Vermutlich haben sich die Menschen dann doch nicht so dramatisch geändert, weshalb von Desinteresse nicht vorschnell ausgegangen werden sollte. Vielmehr scheint in der Erwartung an die Politik ein gesunder Realismus durch, der den Parteien ihren Platz im Spektrum zubilligt. Zugleich ist eine Polarisierung vergangener Jahre gar nicht zeitgemäß. Die hohen Imagewerte des jungen Wirtschaftsministers zu Guttenberg machen deutlich, daß authentisches Auftreten und – vormals als unpopulär bezeichnete – Wahrheiten mündigen Wahlbürgern durchaus zugemutet werden dürfen. Warum also “mit der Brechstange” ein Feindbild hervorkehren, Details pointieren, die letztlich nur emotionale Momentaufnahmen sind?

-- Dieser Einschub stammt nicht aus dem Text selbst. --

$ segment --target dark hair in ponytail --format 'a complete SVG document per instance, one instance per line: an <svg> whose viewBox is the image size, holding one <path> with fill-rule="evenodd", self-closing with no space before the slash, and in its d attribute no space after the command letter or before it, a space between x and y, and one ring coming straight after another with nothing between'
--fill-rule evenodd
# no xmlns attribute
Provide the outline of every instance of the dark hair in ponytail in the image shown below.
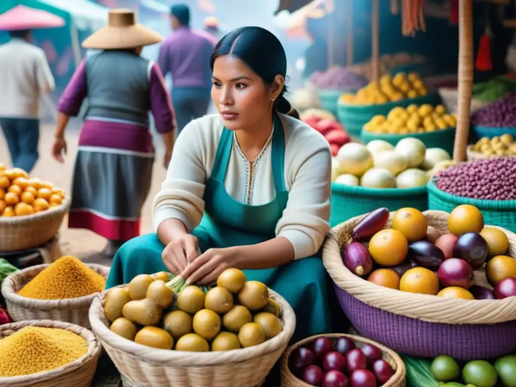
<svg viewBox="0 0 516 387"><path fill-rule="evenodd" d="M260 27L240 27L220 39L209 58L212 70L215 59L227 55L238 58L266 85L272 84L278 74L286 75L287 58L283 45L274 34ZM274 102L274 107L280 113L299 119L299 114L285 98L286 92L287 87L284 86Z"/></svg>

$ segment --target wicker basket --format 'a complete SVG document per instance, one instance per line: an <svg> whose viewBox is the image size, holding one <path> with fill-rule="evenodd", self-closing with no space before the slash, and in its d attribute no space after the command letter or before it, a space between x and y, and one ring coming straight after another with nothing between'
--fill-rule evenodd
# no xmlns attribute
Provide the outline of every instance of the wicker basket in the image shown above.
<svg viewBox="0 0 516 387"><path fill-rule="evenodd" d="M428 208L452 212L460 204L471 204L480 210L484 222L516 232L516 200L487 200L452 195L437 188L438 178L428 182Z"/></svg>
<svg viewBox="0 0 516 387"><path fill-rule="evenodd" d="M331 183L330 224L332 227L379 207L386 207L390 211L404 207L413 207L424 211L428 209L426 187L368 188Z"/></svg>
<svg viewBox="0 0 516 387"><path fill-rule="evenodd" d="M99 293L64 300L38 300L18 295L24 286L49 266L44 264L28 267L4 280L2 294L5 299L9 314L14 321L53 320L90 329L88 311L91 302L100 295ZM104 277L107 278L109 273L108 267L93 264L87 266Z"/></svg>
<svg viewBox="0 0 516 387"><path fill-rule="evenodd" d="M26 216L0 217L0 251L17 251L43 245L57 235L71 201Z"/></svg>
<svg viewBox="0 0 516 387"><path fill-rule="evenodd" d="M0 339L25 327L66 329L82 336L88 342L88 352L71 363L55 369L23 376L0 377L0 386L9 387L89 387L100 356L100 342L87 329L68 322L49 320L22 321L0 326Z"/></svg>
<svg viewBox="0 0 516 387"><path fill-rule="evenodd" d="M317 336L312 336L311 337L305 338L294 345L289 347L283 353L281 358L281 386L282 387L311 387L311 384L305 383L302 380L296 378L294 374L291 372L288 369L288 358L292 351L301 346L307 344L315 340L317 337L325 336L330 338L337 338L338 337L349 337L356 343L357 347L360 348L361 345L367 343L372 344L379 348L382 351L382 355L383 360L387 362L393 369L395 371L395 373L392 377L386 383L382 384L381 387L405 387L405 365L401 360L399 356L394 351L389 349L386 347L378 343L369 340L360 336L354 336L350 334L345 334L344 333L331 333L330 334L321 334Z"/></svg>
<svg viewBox="0 0 516 387"><path fill-rule="evenodd" d="M136 344L113 333L102 307L107 292L90 309L93 331L115 366L138 387L241 387L262 383L294 334L296 315L288 303L269 289L281 307L283 330L255 347L232 351L191 352L156 349ZM130 385L131 383L126 383Z"/></svg>
<svg viewBox="0 0 516 387"><path fill-rule="evenodd" d="M429 225L448 232L449 214L423 213ZM387 227L393 216L391 213ZM396 352L421 357L447 354L461 360L491 359L516 349L516 297L438 297L383 287L352 273L342 262L340 247L363 217L334 228L322 252L341 306L359 332ZM497 228L509 238L508 254L516 257L516 235ZM477 283L487 283L483 272L476 274Z"/></svg>

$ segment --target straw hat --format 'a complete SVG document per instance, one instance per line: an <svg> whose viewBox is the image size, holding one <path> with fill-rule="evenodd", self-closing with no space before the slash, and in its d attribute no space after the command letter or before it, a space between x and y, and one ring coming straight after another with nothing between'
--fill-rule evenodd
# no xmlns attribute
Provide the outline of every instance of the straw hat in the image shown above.
<svg viewBox="0 0 516 387"><path fill-rule="evenodd" d="M108 25L83 42L85 49L115 50L132 49L163 41L157 33L136 23L134 12L130 9L109 11Z"/></svg>

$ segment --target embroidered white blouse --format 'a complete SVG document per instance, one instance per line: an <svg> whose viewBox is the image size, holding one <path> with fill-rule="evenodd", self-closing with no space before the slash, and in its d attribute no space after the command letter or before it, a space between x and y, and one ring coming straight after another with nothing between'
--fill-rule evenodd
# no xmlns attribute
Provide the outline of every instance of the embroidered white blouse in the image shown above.
<svg viewBox="0 0 516 387"><path fill-rule="evenodd" d="M280 115L285 131L286 208L276 225L277 236L292 244L295 258L315 254L330 230L331 151L326 139L306 124ZM164 220L181 220L189 232L201 222L205 182L215 160L223 123L218 115L189 123L175 142L162 189L153 204L155 230ZM273 131L274 129L273 128ZM271 136L253 163L244 156L233 137L224 181L228 193L240 203L264 204L276 196L271 168Z"/></svg>

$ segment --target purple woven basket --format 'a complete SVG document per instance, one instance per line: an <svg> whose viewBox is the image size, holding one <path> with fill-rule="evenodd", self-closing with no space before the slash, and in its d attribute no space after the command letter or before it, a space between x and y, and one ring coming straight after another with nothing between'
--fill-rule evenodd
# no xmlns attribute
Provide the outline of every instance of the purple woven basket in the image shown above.
<svg viewBox="0 0 516 387"><path fill-rule="evenodd" d="M360 333L396 352L471 360L492 359L516 349L516 321L477 325L427 322L370 307L334 287L342 310Z"/></svg>

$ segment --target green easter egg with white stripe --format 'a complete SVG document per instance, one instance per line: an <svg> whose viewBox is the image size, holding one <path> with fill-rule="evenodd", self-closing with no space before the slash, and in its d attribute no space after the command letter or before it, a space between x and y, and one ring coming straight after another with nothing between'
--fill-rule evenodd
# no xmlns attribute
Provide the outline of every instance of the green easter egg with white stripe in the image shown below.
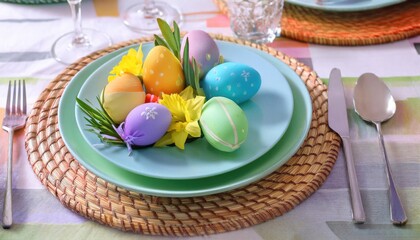
<svg viewBox="0 0 420 240"><path fill-rule="evenodd" d="M200 125L206 140L224 152L235 151L248 136L244 111L225 97L213 97L204 104Z"/></svg>

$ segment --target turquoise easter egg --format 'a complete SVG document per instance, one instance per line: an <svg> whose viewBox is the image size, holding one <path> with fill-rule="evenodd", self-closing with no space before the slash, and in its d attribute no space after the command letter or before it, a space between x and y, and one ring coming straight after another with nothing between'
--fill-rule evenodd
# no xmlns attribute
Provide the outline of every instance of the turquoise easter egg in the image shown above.
<svg viewBox="0 0 420 240"><path fill-rule="evenodd" d="M244 111L225 97L213 97L204 104L200 126L210 145L223 152L235 151L248 136Z"/></svg>
<svg viewBox="0 0 420 240"><path fill-rule="evenodd" d="M261 76L248 65L225 62L210 69L200 84L207 99L220 96L240 104L258 92Z"/></svg>

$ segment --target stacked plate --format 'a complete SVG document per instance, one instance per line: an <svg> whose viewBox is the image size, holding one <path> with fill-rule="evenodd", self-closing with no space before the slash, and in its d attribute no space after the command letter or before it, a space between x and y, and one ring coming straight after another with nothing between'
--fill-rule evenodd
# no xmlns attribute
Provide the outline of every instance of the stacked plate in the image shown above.
<svg viewBox="0 0 420 240"><path fill-rule="evenodd" d="M176 147L140 148L102 143L86 127L76 97L96 102L110 70L129 46L93 61L69 83L59 105L59 128L67 148L88 170L117 186L154 196L191 197L232 190L278 169L299 149L312 104L299 76L257 49L217 41L226 61L255 68L262 78L257 95L241 105L249 121L247 141L233 153L212 148L204 138ZM152 43L143 44L146 55Z"/></svg>
<svg viewBox="0 0 420 240"><path fill-rule="evenodd" d="M325 11L354 12L387 7L405 0L286 0L286 2Z"/></svg>

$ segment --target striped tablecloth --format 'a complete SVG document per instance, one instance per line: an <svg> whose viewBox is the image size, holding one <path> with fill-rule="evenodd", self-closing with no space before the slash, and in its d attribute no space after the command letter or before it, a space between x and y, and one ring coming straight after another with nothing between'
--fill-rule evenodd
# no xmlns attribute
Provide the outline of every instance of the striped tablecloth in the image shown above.
<svg viewBox="0 0 420 240"><path fill-rule="evenodd" d="M120 18L134 0L83 1L83 24L108 33L117 43L144 35L131 32ZM169 1L168 1L169 2ZM211 0L170 1L185 14L181 30L204 29L232 35L228 19ZM398 6L396 6L398 7ZM73 28L66 3L0 3L0 119L7 83L27 81L29 106L66 66L51 58L56 38ZM327 80L332 68L344 76L352 150L367 222L354 225L343 154L321 189L292 211L239 231L192 239L420 239L420 36L363 47L322 46L277 39L271 46L299 59ZM384 162L373 126L353 111L352 89L358 76L374 72L391 88L397 113L383 125L388 155L409 222L390 223ZM166 239L121 232L78 216L61 205L35 177L27 161L23 131L15 137L13 195L15 225L0 239ZM0 199L5 187L7 134L0 133ZM0 201L2 207L3 201Z"/></svg>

Manch einer fragt, wo hier die Medien sind, die doch früher immer “das Haar in der Suppe” entdeckt haben. Dabei zeigt sich ein deutlicher Pragmatismus im Zusammenhang mit politischen Themen eben gerade auch beim zunehemd selektiven Mediennutzer, beim Konsumenten von Zeitungen, Zeitschriften, dem Fernsehen oder Internet: Aus der Gratifikationsforschung wissen wir: Relevanz und somit Nachfrage schafft, was nahe an der eigenen Lebenswirklichkeit konkrete Herausforderungen bewältigen hilft, und das ist dann zunehmend komplex und vielschichtig. Sicher besteht der Wunsch, ja geradezu das Bedürfnis, Dinge einfach zu halten. Gerade aber die Diskussion um Opel zeigt uns momentan wieder recht deutlich, daß Politik die Probleme letztlich nicht lösen kann, daß soziale Belange immer nur vor dem Hintergrund wirtschaftlicher Vernunft einlösbar sind und dass etwa Prozesse wie der einer “Insolvenz” nicht unbedingt ein “Weltuntergang” sein müssen, sondern ein nicht ungewöhnlicher Vorgang in der Privatwirtschaft auch mit Optionen für die Zukunft eines Unternehmens darstellt.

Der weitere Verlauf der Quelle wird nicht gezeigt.